SANTOS, SP – Além de definir os classificados para a grande decisão do surfe mundial, a etapa do Taiti desta temporada -que começou nesta terça-feira (16)- tem um gostinho especial para as mulheres. É a primeira vez em 16 anos que elas têm a oportunidade de competir na onda de Teahupo’o, uma das mais pesadas e desafiadoras do planeta.
O evento fez parte do circuito feminino entre 1999 e 2006, mas saiu do calendário a partir de 2007 por questões de segurança. A onda de Teahupo’o -que quer dizer ‘praia dos crânios quebrados’ na tradução do taitiano -possui uma bancada rasa e afiada e, quando desperta, pode castigar feio até mesmo os surfistas mais experientes por lá.

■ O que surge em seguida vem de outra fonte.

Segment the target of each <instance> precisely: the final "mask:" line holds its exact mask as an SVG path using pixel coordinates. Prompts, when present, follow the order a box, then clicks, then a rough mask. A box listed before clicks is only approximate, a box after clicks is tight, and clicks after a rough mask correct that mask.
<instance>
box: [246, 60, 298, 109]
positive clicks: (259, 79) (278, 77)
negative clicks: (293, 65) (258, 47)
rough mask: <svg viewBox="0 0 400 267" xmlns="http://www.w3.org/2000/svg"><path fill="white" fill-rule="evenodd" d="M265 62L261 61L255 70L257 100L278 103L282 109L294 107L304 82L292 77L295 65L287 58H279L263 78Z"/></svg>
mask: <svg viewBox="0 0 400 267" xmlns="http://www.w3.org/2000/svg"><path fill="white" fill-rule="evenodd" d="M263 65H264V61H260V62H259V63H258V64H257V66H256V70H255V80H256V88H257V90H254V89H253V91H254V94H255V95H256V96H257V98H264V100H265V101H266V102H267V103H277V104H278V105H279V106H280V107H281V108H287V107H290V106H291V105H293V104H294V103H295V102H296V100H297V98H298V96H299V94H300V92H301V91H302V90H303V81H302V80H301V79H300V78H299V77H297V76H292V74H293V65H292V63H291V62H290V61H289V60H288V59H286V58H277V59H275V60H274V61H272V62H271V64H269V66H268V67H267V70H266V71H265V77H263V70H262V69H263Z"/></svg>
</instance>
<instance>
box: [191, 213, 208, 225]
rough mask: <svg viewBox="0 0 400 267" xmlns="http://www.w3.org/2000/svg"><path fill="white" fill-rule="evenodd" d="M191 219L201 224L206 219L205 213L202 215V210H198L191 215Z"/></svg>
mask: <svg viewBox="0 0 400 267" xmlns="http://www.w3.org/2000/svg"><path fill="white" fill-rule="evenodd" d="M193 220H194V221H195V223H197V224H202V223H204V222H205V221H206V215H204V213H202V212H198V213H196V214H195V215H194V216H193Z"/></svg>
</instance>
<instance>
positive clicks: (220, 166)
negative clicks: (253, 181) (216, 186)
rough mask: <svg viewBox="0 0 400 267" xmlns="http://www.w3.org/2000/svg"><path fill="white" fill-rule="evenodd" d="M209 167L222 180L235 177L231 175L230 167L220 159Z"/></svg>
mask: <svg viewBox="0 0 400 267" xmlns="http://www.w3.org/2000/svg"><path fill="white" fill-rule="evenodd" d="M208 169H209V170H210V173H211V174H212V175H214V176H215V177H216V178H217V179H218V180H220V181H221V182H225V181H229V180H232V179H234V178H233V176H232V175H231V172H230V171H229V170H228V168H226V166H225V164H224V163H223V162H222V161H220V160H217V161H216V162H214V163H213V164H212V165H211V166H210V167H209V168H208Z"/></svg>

Em 2001, por exemplo, Briece Taerea, um surfista local, foi engolido por uma bomba de quase 5 metros e morreu após quebrar o pescoço e as costas. Um ano antes, o brasileiro Neco Padaratz, que fazia parte da elite mundial, quase morreu afogado depois de ficar preso em um coral.
A evolução do surfe feminino e dos protocolos de segurança fazem com que o retorno das meninas ao Taiti se torne viável. Mais que isso: faz parte de um dos pilares da atual administração da Liga Mundial de Surfe (WSL) para igualar os direitos dos homens e das mulheres.
A primeira medida foi equiparar as premiações para as categorias, o que já acontece desde 2019. Em seguida, foi a vez de igualar os calendários dos circuitos masculino e feminino, colocando (ou recolocando) as meninas nas duas das melhores e mais pesadas ondas do mundo: Pipeline, no Havaí, e Teahupo’o.
“O grupo do momento [que administrava o surfe mundial] resolveu tomar essa decisão . Mais recentemente, dentro da Liga, a gente começou esse movimento de igualar a premiação, e também faltava que as mulheres corressem as mesmas etapas que os homens”, afirma Ivan Martinho, CEO da WSL na América Latina, em entrevista ao UOL Esporte.
“O esporte feminino, tecnicamente, desenvolveu-se muito nesses 16 anos, então, sem dúvida nenhuma, vai ser um espetáculo”, complementa Martinho.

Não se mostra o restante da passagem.